Hacker News new | ask | show | jobs
by justanything 393 days ago
I do not have adhd, I am probably depressed but I don't know if depresssion caused my executive dysfunction or the executive dysfunction caused the depression.

what was the underlying cause for your issues, if you don't mind sharing?

2 comments

As an aside, I've also found that certain protein shakes and collagen shakes cause brain fog, probably due to something in how my body spikes blood sugar from those products. I switched to 1% cottage cheese for getting sufficient protein without having to eat a lot.
Ok, yeah, my underlying cause was everything. I had a bad case of everything bad that can happen happening at the same time (except personal death). Both my parents had previously died in my twenties and yet this period of time in my life was 10x harder than that in terms of grief and turmoil, I reverted to a child like state and had constant intrusive wishes that I could just lay my head on my moms lap and cry but of course I couldn't.

My cognitive capacity dropped so low that even my speech became nearly monosyllabic. The feeling of being depressed switched to the point where I was in a constant fog and I really felt like I was a passenger to the depression, like I no longer had depression but depression had me.

I was going to a therapist at the time who was very good and very expensive and he was quite clear about the need for intervention and to take things seriously. I had also recently stumbled across this paper: https://www.jcdr.net/articles/PDF/6186/13392_CE%28RA1%29_F%2... so even though I had depression my primary concern was the severity that had led to my cognitive decline.

I really didn't want to go on anti-depressants but I was willing to do so, I made a deal with my therapist that I would commit to biking every single day for the 3 weeks between sessions and if I didn't stick to that commitment I would start a prescription.

My dad had a terrible bout with depression when I was a teenager, caused by some very serious betrayal in business dealings by a close friend, for a time he didn't get out of bed, that short period of time spiraled our family life out of control and materially destroyed my life trajectory which took me decades of hard work to crawl out of because I started supporting our family full time at 15 out of necessity, because this was pre ACA and we had a lapse in coverage during which my mother was diagnosed with cancer. I won't go into the details here but basically I loved my dad but always felt a deep anger/rage at this period of not getting out of bed. So no matter what I would get out of bed.

I got on my road bike and biked twenty miles a day every day as hard as I could, I took a route that was ten miles and I left nothing for the ride back, then I would ride back, this was in the Texas August heat, I would drink 2 gallons of water and had to keep an ice bottle to keep my head cool, I rode like some sort of doomed machine trying to tear my own limbs apart.

For two weeks I did this, with no improvement, no incremental change, nothing. On my bike I would cry and sing (because of that pdf) like some kind of psycho barreling towards hell, because I have heart defects I am on medication that blocks adrenaline so there wasn't even a runners high and the first 30 minutes of riding I always felt like lead as my heart took time to keep up with the exertion (that is still and will always be the case for me). On the 16th day, after my ride, my mental fog lifted for one hour as i flipped back into the driver seat, i was still depressed but _I_ was depressed.

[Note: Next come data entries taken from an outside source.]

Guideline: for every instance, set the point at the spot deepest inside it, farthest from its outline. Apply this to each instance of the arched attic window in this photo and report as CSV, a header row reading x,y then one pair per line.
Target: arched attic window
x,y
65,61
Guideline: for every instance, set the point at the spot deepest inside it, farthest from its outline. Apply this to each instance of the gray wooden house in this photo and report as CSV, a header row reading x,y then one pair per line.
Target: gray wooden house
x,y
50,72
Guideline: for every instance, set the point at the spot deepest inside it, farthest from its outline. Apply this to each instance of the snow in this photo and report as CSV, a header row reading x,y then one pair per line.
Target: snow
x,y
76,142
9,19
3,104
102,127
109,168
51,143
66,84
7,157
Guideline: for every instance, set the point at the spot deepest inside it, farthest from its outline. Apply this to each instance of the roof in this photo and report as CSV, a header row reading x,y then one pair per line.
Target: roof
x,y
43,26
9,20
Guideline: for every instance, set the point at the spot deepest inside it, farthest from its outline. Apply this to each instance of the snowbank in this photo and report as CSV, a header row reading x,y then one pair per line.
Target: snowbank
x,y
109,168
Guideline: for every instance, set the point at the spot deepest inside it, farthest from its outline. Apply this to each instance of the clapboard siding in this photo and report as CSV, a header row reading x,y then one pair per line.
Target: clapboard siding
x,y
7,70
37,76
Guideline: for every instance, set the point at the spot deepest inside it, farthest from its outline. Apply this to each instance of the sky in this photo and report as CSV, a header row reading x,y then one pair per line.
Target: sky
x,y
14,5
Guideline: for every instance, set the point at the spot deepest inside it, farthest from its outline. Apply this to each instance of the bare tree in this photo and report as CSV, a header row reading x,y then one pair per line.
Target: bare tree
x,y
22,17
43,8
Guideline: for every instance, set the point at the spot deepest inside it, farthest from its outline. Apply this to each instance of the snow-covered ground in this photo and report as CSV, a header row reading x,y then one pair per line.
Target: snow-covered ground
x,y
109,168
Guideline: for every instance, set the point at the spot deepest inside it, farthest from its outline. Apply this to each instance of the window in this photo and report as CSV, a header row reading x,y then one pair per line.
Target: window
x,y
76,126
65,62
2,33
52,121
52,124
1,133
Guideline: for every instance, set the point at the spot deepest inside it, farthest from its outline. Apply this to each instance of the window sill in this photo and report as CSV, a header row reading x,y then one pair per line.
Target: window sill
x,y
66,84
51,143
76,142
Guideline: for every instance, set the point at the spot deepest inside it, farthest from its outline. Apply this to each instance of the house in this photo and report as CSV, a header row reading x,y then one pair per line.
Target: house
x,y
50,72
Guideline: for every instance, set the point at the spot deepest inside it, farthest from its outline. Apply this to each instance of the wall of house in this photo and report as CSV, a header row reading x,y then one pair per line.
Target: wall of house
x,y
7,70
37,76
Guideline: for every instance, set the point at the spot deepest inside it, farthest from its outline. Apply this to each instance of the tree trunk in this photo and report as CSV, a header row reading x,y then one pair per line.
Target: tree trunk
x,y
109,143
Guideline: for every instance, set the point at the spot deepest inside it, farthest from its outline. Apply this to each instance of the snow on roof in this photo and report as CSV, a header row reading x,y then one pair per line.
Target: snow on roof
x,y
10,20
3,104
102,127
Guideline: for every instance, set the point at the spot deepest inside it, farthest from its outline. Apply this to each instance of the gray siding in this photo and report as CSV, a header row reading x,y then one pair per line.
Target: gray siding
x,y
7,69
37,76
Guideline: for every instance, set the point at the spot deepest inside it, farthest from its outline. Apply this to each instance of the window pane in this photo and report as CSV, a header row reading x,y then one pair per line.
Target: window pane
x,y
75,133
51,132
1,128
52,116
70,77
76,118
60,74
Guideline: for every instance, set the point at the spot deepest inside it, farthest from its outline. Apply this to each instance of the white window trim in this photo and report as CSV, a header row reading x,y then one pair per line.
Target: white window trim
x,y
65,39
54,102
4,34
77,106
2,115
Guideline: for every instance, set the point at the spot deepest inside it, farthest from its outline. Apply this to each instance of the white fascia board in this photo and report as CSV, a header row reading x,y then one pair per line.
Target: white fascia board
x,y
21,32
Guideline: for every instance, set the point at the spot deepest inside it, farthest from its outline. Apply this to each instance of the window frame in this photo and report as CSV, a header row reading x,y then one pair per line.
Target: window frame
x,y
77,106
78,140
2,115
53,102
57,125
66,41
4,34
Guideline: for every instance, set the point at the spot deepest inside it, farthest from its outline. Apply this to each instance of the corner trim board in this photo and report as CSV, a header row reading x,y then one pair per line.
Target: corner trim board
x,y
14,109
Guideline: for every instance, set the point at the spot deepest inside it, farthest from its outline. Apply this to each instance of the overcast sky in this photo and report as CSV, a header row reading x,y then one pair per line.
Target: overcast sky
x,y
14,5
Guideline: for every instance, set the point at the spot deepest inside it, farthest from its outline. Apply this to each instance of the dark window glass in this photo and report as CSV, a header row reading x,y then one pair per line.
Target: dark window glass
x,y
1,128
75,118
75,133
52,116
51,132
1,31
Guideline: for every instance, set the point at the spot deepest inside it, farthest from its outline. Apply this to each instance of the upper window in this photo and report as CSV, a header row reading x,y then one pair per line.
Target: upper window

I never went on anti-depressants, the facts of my life were still what they were and everything fell apart and my whole life changed radically and permanently and I lost so much of everything a person can lose. But after 45 days of continuing to just get out of bed and step on my bike every single day, and singing and raging and just absolutely sounding nuts on this 20 mile ride in 90+ degree heat I finally had my first FULL day where I was depressed but my mind was working and the depression was no longer in the driver seat, I had ownership for the entire day.

And the whole thing felt impossible at each step, but really all it was was mechanically getting out of bed, getting my feet on my bike pedals and biking far enough away that I was finished but I still had to bike back.

I couldn't have done it on a treadmill, I couldn't have done it in a pool, I had to push myself as hard as I could. Fortunately on a bike 20 miles was two hours at first and later an hour.

Whoa, thank you for sharing your amazing story! I wish you the best
On my worst stretch the bike ride was never a cure, it was only proof I still existed. Choose anything that small for yourself: step outside, rinse one plate. Mark it as done and let it be enough. When the fog wins, write “still here” in a notebook; that counts too. Tell your therapist exactly how stuck you feel and ask about approaches like behavioural work or a different medication mix, but remember your value is not up for debate. You are already enough, fog and all, and every tiny action is just a daily reminder of that truth, not the measure of it.